Tudo isso abona a seu favor e é com os ouvidos bem abertos que me apresto a ouvi-lo
quando fala, nas inúmeras mesas redondas e conferências em que participa.
Mas desculpe-me que lhe diga, respeitável amigo, parece-me
que esse amor já lhe tolda a visão e lhe torce a perspetiva, inibindo-o de
discernir de forma escorreita e isenta.
Vem isto a propósito, de algumas considerações que proferiu
sobre Eusébio, no último programa da televisão, “O Dia Seguinte.” Disse então
que condena Eusébio porque, num dos muitos programas que a TV portuguesa fez,
dedicando-lhe bastantes horas em entrevistas e reportagens - assaz carinhosas
por sinal - por ocasião do seu 70º aniversário, Eusébio teria confidenciado
para todo o país, que num dos últimos jogos da sua carreira, quando
representava outras cores, havia-se recusado a marcar golos contra o Benfica, o
seu clube do coração e teria mesmo enfrentado o treinador, que teimava em
fazê-lo entrar para dentro do campo. Andou pelo campo, talvez meia hora ou
menos e fingiu que jogava, completamente desinteressado do jogo.
Eusébio chegou ao Beira-Mar para encerrar a carreira,
cansado, espremido e massacrado até ao osso, pois nessa altura só Eusébio
valorizava o clube e o país, colocando este mesmo país no mapa do mundo.
Gostava que as gerações mais novas, que hoje idolatram Cristiano
Ronaldo, olhassem para a espetacular carreira de Eusébio e para o seu
infindável palmarés desportivo, ao serviço do Benfica e da Seleção Nacional.
Dizia Eusébio, há tempos, que quando suava de dores e tinha que entrar em campo
infiltrado, restava-lhe apenas morder a toalha, que ainda hoje é o seu fetiche
e amuleto da sorte, e fosse o que Deus quisesse.

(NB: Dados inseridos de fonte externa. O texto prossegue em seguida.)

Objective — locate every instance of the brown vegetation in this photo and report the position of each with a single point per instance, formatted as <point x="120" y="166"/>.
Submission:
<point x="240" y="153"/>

Lembro-lhe que as graves
lesões que foi colecionando e as sete (leiam bem, sete) operações aos joelhos,
transformaram um desses mesmos joelhos numa invulgar e rara massa disforme que
ainda hoje o impedem de andar normalmente como qualquer um de nós é capaz. Tudo
de uma forma desinteressada, sem olhar a vantagens, nem contratos, apenas para
servir Portugal e o seu clube de sempre, o Benfica.
Comparar o choro de Rui Costa quando, pela Fiorentina,
marcou um golo ao Benfica e chorou, chamar a isso absoluto desportivismo e por
outro lado, apelidar de anti-ética a “gaffe” de Eusébio, dizendo que como
desportista era sua obrigação marcar, ou por outro lado, não se gabar de o ter
feito, é pura redundância e enferma de uma ótica doentia, desculpada apenas
pela sua cegueira clubista. Equiparar a habilidade ronceira ao fulgor do génio
em movimento, do instinto puro de um dos mais perfeitos matadores que a
história do futebol já produziu, é, do meu ponto de vista, ter vistas curtas e
apenas alcançar a estreita orla do mediano e do medíocre.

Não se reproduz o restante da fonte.